To reakcja ambasady Rosji na odwołanie przez Borisa Johnsona, szefa brytyjskiego MSZ, wizyty w Moskwie. - Moim priorytetem jest teraz kontakt ze Stanami Zjednoczonymi i innymi państwami przed szczytem G7 w dniach 10-11 kwietnia, aby zbudować międzynarodowe poparcie dla zawieszenia broni i zintensyfikowania politycznego procesu (pokojowego w Syrii - PAP) - oświadczył w sobotę szef brytyjskiego MSZ. Johnson zaznaczył, że bez zmian pozostaje planowana na wtorek i środę wizyta w Moskwie amerykańskiego sekretarza stanu Rexa Tillersona, który "po spotkaniu G7 będzie w stanie przekazać naszą jasną i skoordynowaną wiadomość dla Rosjan".
Ambasada Rosji w Wielkiej Brytanii ową "jasną i skoordynowaną wiadomość" określa mianem ultimatum i sugeruje, że może ono doprowadzić do wojny.
"Gdyby ultimatum doprowadziło do prawdziwej wojny, jak wyglądałoby wasze zaufanie do Donalda Trumpa jako przywódcy w czasach wojny i Borisa Johnsona, jako jego porucznika?" - pyta również ambasada Rosji.
Proponowane odpowiedzi: "pełne zaufanie", "pełen nadziei", "umiarkowanie pełen nadziei" i "przerażenie".

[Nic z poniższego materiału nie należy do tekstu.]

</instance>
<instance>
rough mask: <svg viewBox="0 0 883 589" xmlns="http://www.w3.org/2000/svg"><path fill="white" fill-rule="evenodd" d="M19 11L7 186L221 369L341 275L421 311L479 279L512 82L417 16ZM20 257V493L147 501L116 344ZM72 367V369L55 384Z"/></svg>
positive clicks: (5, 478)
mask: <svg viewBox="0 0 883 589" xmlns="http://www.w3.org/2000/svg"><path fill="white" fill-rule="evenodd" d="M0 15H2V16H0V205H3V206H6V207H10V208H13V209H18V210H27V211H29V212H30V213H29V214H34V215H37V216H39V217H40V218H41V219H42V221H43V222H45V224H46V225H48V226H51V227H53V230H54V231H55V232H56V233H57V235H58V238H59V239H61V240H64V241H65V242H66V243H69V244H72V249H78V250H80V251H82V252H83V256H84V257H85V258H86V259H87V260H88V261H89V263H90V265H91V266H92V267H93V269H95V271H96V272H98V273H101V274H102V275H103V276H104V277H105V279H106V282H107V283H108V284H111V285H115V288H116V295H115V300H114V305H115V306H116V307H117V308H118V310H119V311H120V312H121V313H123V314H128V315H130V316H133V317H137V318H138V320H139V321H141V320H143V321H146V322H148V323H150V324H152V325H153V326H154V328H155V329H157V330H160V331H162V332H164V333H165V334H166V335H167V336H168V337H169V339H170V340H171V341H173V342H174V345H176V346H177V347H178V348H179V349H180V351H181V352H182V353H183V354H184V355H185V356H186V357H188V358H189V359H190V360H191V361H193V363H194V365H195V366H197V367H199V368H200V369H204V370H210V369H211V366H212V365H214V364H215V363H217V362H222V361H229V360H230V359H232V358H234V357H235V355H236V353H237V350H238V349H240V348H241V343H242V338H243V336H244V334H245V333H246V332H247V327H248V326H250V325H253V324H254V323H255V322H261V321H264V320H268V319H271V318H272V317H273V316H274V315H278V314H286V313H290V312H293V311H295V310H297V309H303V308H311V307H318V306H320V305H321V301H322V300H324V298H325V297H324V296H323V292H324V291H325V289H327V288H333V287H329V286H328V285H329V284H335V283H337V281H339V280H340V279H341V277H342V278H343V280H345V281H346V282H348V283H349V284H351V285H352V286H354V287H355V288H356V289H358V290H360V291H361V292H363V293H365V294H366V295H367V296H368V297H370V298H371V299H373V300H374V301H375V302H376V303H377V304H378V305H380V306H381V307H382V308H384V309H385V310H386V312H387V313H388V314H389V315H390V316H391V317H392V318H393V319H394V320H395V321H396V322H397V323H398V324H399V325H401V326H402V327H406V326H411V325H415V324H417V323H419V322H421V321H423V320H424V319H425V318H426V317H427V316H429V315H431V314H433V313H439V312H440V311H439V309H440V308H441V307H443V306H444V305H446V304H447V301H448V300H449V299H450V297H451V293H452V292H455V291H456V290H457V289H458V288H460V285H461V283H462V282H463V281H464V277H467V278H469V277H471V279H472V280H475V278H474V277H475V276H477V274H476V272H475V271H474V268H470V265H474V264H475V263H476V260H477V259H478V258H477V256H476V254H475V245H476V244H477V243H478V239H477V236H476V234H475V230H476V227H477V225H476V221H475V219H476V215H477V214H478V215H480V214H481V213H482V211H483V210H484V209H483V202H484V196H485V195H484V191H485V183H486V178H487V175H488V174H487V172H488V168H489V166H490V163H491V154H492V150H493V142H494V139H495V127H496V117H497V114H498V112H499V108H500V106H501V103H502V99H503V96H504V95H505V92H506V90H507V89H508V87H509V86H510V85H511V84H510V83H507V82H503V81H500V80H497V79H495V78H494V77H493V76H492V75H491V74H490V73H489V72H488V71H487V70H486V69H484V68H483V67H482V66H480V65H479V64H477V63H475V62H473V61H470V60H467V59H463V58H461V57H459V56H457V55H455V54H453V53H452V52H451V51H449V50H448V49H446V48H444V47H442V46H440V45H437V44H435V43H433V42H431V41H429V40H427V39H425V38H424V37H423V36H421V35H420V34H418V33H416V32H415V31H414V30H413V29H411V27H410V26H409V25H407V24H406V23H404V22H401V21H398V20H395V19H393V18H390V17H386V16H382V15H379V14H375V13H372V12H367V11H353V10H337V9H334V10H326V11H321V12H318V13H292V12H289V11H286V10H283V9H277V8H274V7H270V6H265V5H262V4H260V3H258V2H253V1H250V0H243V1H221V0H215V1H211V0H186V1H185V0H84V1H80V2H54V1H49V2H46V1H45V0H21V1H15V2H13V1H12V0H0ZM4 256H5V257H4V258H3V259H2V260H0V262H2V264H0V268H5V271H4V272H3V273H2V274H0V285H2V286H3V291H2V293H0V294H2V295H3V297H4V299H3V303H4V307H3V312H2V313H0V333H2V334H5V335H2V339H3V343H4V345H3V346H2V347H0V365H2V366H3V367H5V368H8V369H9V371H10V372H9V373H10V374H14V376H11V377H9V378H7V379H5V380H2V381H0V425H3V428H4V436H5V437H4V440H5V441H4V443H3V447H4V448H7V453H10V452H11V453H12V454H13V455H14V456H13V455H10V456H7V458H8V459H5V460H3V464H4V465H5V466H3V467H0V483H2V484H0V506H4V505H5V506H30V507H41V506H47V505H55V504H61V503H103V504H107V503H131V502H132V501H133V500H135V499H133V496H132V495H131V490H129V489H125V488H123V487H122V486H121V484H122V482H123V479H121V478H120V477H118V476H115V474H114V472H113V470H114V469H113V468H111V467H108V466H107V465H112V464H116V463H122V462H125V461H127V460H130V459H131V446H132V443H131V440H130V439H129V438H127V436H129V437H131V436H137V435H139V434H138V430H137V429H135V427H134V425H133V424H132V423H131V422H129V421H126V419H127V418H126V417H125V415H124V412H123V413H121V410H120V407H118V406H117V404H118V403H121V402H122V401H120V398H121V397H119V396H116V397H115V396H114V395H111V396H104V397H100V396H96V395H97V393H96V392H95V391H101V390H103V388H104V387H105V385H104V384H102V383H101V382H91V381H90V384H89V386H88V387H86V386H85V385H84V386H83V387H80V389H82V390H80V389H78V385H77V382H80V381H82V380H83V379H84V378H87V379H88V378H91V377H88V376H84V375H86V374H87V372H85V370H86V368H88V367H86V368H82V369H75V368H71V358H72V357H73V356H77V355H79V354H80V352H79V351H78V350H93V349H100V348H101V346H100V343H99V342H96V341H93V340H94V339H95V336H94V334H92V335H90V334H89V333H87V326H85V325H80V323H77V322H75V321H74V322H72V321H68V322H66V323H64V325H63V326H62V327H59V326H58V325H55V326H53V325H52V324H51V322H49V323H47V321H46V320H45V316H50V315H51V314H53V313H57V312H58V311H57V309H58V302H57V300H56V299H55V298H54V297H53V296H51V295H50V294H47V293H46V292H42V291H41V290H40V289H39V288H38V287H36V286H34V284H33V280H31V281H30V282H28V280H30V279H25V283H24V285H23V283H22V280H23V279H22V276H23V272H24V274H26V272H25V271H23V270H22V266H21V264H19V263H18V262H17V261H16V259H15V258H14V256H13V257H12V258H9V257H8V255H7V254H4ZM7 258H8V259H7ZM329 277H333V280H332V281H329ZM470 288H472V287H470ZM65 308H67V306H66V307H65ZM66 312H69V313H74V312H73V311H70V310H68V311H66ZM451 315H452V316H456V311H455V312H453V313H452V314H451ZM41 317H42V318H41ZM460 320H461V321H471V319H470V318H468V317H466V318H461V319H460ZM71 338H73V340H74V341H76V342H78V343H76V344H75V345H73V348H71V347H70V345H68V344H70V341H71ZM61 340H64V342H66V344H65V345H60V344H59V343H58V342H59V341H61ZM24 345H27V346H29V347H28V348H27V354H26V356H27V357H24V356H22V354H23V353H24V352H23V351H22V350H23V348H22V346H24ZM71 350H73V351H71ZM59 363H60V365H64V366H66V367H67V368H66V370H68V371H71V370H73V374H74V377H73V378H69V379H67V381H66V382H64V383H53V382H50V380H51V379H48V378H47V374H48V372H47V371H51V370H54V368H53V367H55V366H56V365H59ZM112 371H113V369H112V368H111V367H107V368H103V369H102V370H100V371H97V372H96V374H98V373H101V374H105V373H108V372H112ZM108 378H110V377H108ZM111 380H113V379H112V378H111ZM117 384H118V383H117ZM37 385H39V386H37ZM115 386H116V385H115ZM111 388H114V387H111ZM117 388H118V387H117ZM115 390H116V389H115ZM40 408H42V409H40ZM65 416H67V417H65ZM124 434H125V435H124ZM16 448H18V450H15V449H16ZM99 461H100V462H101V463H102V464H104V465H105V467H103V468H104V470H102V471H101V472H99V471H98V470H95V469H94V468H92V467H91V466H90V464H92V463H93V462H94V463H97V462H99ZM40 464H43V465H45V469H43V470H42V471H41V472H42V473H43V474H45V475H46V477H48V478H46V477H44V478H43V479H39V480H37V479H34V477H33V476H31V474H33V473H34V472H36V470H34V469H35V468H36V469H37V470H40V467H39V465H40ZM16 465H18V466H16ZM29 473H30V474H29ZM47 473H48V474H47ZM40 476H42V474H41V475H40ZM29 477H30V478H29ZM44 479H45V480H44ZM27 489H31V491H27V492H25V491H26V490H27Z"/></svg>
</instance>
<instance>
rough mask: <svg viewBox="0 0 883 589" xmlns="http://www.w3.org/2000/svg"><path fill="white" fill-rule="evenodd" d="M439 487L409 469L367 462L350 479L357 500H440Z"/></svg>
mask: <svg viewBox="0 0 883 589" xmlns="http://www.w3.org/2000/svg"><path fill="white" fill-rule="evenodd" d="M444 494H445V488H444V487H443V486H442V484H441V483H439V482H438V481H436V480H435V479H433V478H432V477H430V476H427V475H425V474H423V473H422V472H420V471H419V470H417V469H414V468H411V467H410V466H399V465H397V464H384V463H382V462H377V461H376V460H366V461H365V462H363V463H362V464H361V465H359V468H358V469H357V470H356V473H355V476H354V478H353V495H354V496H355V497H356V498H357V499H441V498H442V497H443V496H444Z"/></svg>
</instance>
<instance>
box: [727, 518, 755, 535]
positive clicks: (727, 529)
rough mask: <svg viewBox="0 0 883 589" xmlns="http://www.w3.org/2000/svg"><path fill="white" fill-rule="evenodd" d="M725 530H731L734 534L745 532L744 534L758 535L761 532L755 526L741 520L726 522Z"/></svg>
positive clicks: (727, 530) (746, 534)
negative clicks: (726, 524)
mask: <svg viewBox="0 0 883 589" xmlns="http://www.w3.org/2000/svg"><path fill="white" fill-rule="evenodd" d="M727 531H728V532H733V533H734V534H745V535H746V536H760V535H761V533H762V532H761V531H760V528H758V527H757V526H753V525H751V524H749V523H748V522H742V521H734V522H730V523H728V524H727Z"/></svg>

Stosunki USA-Moskwa zaczęły dramatycznie pogarszać się po ostrzelaniu lotniska kontrolowanego przez syryjskie siły rządowe przez okręty USA z pokładu których odpalono 59 pocisków Tomahawk. To z kolei była reakcja na użycie przez wojska Asada broni chemicznej w prowincji Idlib. Syria i Rosja twierdzą jednak, że nic takiego nie miało miejsca.